When a number is added to its additive inverse, the sum is zero. We call this property additive inverse. It is often represented by n, and its additive inverse is -n. 
For any real number n, n + (-n) = 0, where 0 is the additive identity.
Let’s look at an example: The additive inverse of –80 is 80, since (–80) + 80 = 0
 

There are two types of inverse mathematical operations: additive inverse and multiplicative inverse. We will now discuss the key differences between them:

The additive inverse of any number is the opposite of the number itself. The additive inverse of a positive number is its negative.
We can convert a positive number into a negative number and vice versa by multiplying it by -1.
The formula for additive inverse is given as:

• Additive Inverse of N = (-1) × N = -N

• Additive Inverse of -N = (-1) ×  (-N) = N

Additive Inverse Property

We know that the additive inverse property states that when two numbers are additive inverses of each other if their sum equals zero.

It can be mathematically represented as:
x + (₋x) = x ₋ x = 0.
Where x is a real number.

Additive Inverse of Real Numbers

The numbers that can be represented on a number line are real numbers. The negative version of a given real number is its additive inverse. Real numbers are an umbrella term for all whole numbers, natural numbers, fractions, integers, rational numbers, and irrational numbers. 
Now, we will discuss the additive inverse of each type of real number:

Additive Inverse of Algebraic Expressions

To determine the additive inverse of an algebraic equation, we need to multiply it by – 1.
When – 1 is multiplied by each term in an expression, it results in the opposite of each term. As a result, each term cancels out, giving 0.
For example:  
The additive inverse of 3y +2 = –3y – 2
3y +2 + (–3y –2) = 0.

Additive Inverse of a Rational Number

To obtain the additive inverse, multiply the given number by -1. Therefore, the additive inverse of a positive rational number p/q is –p/q, and the additive inverse of a negative rational number – p/q is p/q.

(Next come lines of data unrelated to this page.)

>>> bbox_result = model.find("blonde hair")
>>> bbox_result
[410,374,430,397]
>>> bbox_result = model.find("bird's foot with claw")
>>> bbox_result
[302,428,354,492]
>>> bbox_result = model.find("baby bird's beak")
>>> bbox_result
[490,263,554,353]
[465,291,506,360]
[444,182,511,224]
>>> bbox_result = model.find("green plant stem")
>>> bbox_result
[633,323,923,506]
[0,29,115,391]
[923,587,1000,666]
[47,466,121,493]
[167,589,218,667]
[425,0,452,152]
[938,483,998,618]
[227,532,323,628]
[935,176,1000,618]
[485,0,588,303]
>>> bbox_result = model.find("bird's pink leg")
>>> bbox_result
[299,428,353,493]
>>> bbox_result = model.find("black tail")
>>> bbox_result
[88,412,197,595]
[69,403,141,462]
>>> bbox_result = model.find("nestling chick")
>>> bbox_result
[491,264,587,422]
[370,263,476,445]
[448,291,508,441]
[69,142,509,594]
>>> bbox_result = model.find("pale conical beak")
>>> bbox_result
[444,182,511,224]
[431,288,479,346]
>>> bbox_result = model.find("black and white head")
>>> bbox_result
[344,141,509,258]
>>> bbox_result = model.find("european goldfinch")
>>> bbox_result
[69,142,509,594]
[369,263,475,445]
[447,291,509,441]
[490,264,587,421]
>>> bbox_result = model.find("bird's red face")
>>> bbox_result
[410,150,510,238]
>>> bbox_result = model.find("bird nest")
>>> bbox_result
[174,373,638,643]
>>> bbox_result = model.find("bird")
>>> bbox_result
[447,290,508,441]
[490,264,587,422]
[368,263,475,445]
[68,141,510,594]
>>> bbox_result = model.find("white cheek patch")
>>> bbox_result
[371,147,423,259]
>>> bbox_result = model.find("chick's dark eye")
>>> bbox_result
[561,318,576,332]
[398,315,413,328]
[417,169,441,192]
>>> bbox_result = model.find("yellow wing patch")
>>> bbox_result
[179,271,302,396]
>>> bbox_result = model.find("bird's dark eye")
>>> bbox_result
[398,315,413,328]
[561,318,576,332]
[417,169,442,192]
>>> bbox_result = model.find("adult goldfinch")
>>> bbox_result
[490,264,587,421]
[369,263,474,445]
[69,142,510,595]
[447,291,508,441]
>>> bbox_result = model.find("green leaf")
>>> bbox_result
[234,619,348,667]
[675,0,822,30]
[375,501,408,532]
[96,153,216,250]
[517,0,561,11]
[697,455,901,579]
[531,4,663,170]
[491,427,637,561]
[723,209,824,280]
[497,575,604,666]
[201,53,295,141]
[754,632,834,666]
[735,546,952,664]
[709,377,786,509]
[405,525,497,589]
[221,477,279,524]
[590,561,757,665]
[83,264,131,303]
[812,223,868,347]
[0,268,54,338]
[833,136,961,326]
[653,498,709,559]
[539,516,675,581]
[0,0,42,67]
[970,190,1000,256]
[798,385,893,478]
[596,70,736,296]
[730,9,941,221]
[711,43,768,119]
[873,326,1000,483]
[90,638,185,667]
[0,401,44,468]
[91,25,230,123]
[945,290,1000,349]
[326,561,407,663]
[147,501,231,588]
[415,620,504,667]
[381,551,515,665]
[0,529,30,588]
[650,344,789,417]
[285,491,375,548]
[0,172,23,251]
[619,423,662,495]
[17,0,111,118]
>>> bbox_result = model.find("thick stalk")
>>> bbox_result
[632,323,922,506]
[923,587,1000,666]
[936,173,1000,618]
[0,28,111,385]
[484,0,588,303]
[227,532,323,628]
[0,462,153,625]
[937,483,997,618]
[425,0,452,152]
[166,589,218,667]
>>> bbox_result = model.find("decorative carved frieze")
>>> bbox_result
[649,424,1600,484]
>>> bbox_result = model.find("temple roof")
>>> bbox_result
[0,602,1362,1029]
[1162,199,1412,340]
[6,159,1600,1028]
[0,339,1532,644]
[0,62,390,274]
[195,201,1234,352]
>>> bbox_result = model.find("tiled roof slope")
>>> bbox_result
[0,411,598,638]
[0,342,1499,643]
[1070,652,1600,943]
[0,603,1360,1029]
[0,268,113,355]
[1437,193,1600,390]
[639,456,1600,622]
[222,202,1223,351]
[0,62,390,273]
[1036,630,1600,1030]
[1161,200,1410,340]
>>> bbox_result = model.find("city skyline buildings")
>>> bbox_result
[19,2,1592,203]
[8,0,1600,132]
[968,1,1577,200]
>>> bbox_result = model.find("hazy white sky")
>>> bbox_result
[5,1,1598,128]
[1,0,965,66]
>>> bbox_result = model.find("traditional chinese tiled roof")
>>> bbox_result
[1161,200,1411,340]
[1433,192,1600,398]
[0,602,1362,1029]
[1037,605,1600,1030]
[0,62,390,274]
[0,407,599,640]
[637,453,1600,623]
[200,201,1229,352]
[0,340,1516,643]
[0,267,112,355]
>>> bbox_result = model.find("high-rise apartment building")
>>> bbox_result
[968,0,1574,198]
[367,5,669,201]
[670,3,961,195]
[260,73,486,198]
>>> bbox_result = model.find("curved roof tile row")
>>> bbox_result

Additive Inverse of a Decimal

Similarly, the additive inverse of a decimal number is the opposite version of the given decimal number. The additive inverse of a decimal number changes the sign of the entire number. For example, the additive inverse of 3.02 is –3.02.

Additive Inverse of Irrational Number

The square and cube roots of non-perfect squares and cubes, as well as non-terminating decimals, are classified as irrational numbers. We find the additive inverse of an irrational number by multiplying it by –1. For example, –√2 is the additive inverse of √2, as it is an irrational number and (√2) + (–√2) = 0.

Additive Inverse of a Complex Number

Let’s consider z = a ± ib to be a complex number, where:
z = a + ib
z = a - ib.
Here, a is the real part,
i is the iota, and 
ib represents the imaginary part.
We can find the additive inverse of a complex number by multiplying it by -1.
 

The additive inverse plays an important role in mathematics and beyond. We apply additive inverse in several real-life situations. Let’s look at a few:

• We use additive inverse to understand the temperature changes. For example, if the temperature is + 8o C and there is a decrease in temperature by 8oC, the temperature turns 0oC.

• Additive inverse helps in understanding bank transactions better. For example, if you deposit an amount of $1000 in your account, and you withdraw $1000, the balance becomes $0.

• It can be used in physics to mathematically understand that equal and opposite reactions cancel out.

• Businesses utilize the additive inverse to track and maintain a balance between expenses and incomes.

• Players can calculate their gains and losses in gaming. For example, if a player gains 70 points and then loses 70 points, their final score would be 0.